Measuring Product Impact Without A/B Testing: How Discord Used the Synthetic Control Method for Voice Messages
Article Summary
Discord wanted to measure Voice Messages impact, but A/B testing would break the feature. Network effects meant users in control groups couldn't receive voice messages from treatment users.
Discord's data science team shares how they used the Synthetic Control Method to evaluate Voice Messages when traditional experimentation wasn't possible. The article walks through their methodology, from problem identification to implementation and results.
Key Takeaways
- Synthetic controls compare one treated country to a weighted mix of untreated countries
- Brazil was treatment group, synthetic control was 50% Argentina, 30% Uruguay, 20% Chile
- Method controls for observable and unobservable differences better than geo tests
- Results showed clear engagement increase after Voice Messages launched in Brazil
- Approach works when randomization is impossible or sacrifices too much precision
Discord successfully measured Voice Messages impact using synthetic controls, proving the method works for network effect features that break traditional A/B tests.
About This Article
Discord's testing platform didn't support cluster randomization. The team had to pick between running a flawed user-level A/B test or doing geo-testing, which mixes country differences with treatment effects and introduces omitted variable bias.

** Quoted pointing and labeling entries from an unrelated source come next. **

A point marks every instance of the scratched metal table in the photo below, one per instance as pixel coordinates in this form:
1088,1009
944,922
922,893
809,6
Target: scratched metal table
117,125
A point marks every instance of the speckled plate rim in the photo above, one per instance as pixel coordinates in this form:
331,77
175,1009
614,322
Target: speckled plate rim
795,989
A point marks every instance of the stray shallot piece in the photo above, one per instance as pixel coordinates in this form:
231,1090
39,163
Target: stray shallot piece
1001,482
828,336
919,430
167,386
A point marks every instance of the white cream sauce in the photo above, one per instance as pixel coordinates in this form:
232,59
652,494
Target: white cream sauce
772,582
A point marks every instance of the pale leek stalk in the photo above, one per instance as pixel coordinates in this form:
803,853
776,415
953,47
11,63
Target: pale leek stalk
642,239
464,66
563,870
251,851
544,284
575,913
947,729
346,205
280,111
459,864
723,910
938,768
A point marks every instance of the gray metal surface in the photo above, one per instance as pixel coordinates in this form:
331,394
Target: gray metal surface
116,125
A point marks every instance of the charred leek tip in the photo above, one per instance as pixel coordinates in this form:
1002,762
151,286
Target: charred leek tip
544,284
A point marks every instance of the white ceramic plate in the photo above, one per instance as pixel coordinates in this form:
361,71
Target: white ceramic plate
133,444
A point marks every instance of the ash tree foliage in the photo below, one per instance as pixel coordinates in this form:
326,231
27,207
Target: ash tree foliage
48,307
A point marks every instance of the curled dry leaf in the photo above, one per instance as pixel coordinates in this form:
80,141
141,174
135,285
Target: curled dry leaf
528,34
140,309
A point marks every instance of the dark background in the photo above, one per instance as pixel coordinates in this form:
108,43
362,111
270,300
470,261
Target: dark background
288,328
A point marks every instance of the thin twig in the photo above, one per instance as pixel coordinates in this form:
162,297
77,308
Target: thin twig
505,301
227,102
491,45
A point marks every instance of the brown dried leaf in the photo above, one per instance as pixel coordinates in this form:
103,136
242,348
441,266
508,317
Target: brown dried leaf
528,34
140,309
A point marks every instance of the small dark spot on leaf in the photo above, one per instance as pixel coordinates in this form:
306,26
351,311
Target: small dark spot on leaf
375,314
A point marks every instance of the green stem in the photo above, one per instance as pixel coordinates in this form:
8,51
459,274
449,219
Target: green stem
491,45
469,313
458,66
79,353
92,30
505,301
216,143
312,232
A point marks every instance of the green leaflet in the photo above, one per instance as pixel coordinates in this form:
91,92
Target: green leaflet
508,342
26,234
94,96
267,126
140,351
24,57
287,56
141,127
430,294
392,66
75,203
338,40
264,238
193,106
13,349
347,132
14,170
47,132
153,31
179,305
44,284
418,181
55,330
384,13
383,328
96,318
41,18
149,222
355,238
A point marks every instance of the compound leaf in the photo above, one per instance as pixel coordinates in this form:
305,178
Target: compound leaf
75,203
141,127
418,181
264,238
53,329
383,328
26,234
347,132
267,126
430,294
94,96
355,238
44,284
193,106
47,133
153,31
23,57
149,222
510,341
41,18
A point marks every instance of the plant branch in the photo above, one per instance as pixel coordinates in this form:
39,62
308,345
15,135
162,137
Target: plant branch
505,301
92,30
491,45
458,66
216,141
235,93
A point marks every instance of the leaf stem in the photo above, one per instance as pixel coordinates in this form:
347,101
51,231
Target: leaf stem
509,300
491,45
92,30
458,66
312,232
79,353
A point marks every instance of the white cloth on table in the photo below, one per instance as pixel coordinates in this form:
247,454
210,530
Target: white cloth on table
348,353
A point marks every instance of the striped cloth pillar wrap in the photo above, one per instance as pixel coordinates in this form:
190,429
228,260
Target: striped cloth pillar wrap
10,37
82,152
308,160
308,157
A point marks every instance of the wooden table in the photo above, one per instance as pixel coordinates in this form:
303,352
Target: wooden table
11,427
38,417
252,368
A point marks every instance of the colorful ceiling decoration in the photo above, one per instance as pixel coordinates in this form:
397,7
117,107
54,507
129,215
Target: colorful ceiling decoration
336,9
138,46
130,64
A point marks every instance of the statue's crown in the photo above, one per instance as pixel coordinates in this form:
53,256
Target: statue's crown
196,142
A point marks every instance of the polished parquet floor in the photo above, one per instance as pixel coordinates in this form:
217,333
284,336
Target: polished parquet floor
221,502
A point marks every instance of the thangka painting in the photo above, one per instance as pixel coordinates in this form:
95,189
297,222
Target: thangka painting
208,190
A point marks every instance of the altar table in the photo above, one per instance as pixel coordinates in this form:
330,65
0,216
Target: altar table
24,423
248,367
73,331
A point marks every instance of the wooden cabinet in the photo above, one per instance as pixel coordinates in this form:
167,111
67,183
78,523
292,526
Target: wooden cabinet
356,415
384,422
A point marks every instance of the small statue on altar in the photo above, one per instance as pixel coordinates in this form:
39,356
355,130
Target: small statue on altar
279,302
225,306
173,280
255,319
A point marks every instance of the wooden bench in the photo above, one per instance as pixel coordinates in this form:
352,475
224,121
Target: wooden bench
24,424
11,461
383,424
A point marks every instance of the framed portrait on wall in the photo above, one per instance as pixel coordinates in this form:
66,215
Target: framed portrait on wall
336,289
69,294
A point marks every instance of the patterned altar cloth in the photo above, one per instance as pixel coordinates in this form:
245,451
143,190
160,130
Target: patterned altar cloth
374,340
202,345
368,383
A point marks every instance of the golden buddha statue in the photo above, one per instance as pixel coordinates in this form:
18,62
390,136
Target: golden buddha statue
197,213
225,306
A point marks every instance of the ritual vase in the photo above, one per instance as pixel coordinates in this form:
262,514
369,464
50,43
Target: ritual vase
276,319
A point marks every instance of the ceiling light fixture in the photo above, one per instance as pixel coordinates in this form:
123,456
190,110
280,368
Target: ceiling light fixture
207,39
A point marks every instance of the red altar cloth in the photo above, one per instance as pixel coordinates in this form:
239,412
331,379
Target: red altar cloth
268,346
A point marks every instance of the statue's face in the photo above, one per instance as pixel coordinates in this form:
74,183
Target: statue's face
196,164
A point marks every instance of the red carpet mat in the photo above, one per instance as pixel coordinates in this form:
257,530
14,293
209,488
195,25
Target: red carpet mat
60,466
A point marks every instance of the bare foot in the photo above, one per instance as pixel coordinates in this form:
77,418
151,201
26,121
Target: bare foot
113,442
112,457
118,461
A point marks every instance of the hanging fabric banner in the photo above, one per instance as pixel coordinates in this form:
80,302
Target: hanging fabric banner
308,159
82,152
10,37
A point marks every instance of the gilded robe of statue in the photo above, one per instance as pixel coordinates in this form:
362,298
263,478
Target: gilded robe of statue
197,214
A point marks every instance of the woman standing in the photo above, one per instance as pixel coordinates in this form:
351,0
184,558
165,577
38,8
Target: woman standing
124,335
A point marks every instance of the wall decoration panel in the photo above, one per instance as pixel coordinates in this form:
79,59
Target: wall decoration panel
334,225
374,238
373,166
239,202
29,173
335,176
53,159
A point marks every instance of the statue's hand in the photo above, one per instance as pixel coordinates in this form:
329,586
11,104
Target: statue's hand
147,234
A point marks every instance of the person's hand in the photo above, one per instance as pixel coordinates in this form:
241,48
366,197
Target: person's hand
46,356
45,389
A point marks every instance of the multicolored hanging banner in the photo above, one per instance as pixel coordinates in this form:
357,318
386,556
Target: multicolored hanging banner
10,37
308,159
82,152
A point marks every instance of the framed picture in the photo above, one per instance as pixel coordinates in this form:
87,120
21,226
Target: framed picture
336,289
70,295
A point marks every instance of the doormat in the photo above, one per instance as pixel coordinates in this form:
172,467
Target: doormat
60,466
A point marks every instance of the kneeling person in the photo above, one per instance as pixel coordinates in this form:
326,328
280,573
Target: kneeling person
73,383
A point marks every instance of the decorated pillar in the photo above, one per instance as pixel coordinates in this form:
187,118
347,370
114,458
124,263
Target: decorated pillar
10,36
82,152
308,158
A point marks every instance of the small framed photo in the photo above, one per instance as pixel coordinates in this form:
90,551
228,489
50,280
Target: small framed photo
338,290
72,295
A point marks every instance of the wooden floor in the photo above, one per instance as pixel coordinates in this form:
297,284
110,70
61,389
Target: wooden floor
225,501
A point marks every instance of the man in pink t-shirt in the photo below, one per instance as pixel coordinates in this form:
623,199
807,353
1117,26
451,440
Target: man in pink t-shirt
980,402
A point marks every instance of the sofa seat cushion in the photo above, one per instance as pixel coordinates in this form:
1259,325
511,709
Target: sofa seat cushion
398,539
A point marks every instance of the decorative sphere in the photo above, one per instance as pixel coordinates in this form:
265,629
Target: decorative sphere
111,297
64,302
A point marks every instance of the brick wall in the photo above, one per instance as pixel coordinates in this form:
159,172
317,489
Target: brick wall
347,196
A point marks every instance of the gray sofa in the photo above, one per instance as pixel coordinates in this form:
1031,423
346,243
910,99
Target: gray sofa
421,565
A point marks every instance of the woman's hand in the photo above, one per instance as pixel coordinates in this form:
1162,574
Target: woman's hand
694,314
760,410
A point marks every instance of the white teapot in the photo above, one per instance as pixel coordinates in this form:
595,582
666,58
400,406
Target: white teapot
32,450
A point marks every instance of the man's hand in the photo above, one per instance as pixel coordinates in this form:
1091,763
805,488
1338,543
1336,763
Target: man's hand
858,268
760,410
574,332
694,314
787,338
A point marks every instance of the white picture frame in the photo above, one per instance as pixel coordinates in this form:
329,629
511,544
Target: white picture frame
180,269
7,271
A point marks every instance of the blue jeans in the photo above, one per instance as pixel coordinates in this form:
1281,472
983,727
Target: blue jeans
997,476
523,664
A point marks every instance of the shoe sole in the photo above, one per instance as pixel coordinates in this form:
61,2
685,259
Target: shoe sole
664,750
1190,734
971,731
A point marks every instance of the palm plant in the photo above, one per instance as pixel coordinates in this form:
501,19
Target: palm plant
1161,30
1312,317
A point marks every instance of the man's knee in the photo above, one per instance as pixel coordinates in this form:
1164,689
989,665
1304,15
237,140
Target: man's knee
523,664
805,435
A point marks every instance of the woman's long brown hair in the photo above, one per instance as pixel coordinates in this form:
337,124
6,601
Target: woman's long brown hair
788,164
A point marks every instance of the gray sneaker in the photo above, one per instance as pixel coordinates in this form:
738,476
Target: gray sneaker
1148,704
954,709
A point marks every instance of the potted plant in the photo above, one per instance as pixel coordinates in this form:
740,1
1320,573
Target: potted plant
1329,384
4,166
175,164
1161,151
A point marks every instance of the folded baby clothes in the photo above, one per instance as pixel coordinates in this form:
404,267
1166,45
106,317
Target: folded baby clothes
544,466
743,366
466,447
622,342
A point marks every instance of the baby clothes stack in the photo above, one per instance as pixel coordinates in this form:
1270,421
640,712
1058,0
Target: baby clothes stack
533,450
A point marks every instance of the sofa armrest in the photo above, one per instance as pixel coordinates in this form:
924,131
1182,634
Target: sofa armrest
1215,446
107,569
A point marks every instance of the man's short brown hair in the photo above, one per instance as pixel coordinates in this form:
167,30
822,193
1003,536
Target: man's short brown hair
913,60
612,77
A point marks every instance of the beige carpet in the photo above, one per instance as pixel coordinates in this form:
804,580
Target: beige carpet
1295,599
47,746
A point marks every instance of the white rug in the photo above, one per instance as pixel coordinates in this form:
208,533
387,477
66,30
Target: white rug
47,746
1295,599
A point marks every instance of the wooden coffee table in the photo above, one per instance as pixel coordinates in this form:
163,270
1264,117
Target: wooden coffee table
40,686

Alec Brevé and Angela Ambroz built the Synth package in R and SyntheticControlMethods in Python. They used these tools to create a weighted counterfactual and checked how well it fit by looking at Mean Squared Prediction Error (MSPE) before and after the feature rolled out.
The synthetic control method showed a clear positive gap between Brazil's actual engagement and what its synthetic counterfactual predicted after Voice Messages launched. This gave the team confidence in the feature's value without the precision loss that comes with traditional geo-testing.